Extra-territorial reach: The draft regulation would have extraterritorial effect:

  • Providers (even if based outside and not established within the EU) that place AI systems on the market or put them into service in the EU;
  • Users of AI systems located in the EU; and
  • Providers and users of AI systems located in a third country, where the output produced by the system is used in the EU.

Providers based outside the EU must appoint an authorized representative if no importer can be identified. The extra-territorial reach of the regulation echoes the approach taken by the EU with respect to the protection of personal data under the GDPR. If an AI system is placed on the EU market or its use affects people in the EU, the regulation will apply, whether or not the relevant AI system providers or users are located in the EU. This long-arm approach will bring parties outside the EU within the scope of the regulation and potentially liable for fines.

Other actors: The regulation will potentially have an effect on other actors in the AI value chain, including importers, distributors and third-party suppliers.

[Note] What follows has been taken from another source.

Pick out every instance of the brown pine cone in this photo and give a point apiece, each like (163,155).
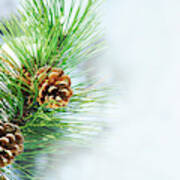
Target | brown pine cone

Importers and distributors will have to ensure that conformity with the regulation has occurred and both they, third-parties, and users may have primary liability where they substantially modify AI systems that are subject to conformity rules. Distributors who have reason to believe that a high-risk AI system is non-conforming must not make the system available on the market and must inform the provider or importer; distributors may have product recall and other reporting obligations. Storage and transport arrangements must not jeopardize AI regulatory conformity.

Monitoring: After a high-risk system is put into use, the providers must establish a post-launch monitoring system to collect operational data, ensure continuous compliance, and effect any necessary corrective actions.

Enforcement: The regulation will be enforced by EU Member State authorities with assistance of the European AI Board, which will seek to ensure cooperation at the national level in the EU and will provide guidance and oversight. Compliance with these requirements will be verified through fines of up to €30 million or, for companies, 6% of turnover for certain violations and the possibility of forced withdrawal of the AI system from the market.

Next steps: The draft regulation provides insight into the European Commission’s stance towards AI, but much will depend on the views of EU lawmakers and the pressure applied by lobbyists during the adoption process. The draft proposals put forward by the EU Parliament last fall and subsequent submissions by Parliamentarians to the European Commission show a desire for stronger positions on fundamental rights and anti-discrimination. EU Member States also have different perspectives, with France adopting a more permissive approach to security measures and Germany placing greater emphasis on the constitutional rights associated with privacy.

This is a good time for affected businesses to begin evaluating possible risks to their business models and examine their AI supply chains to consider how any such risks associated with the draft regulation can be offset.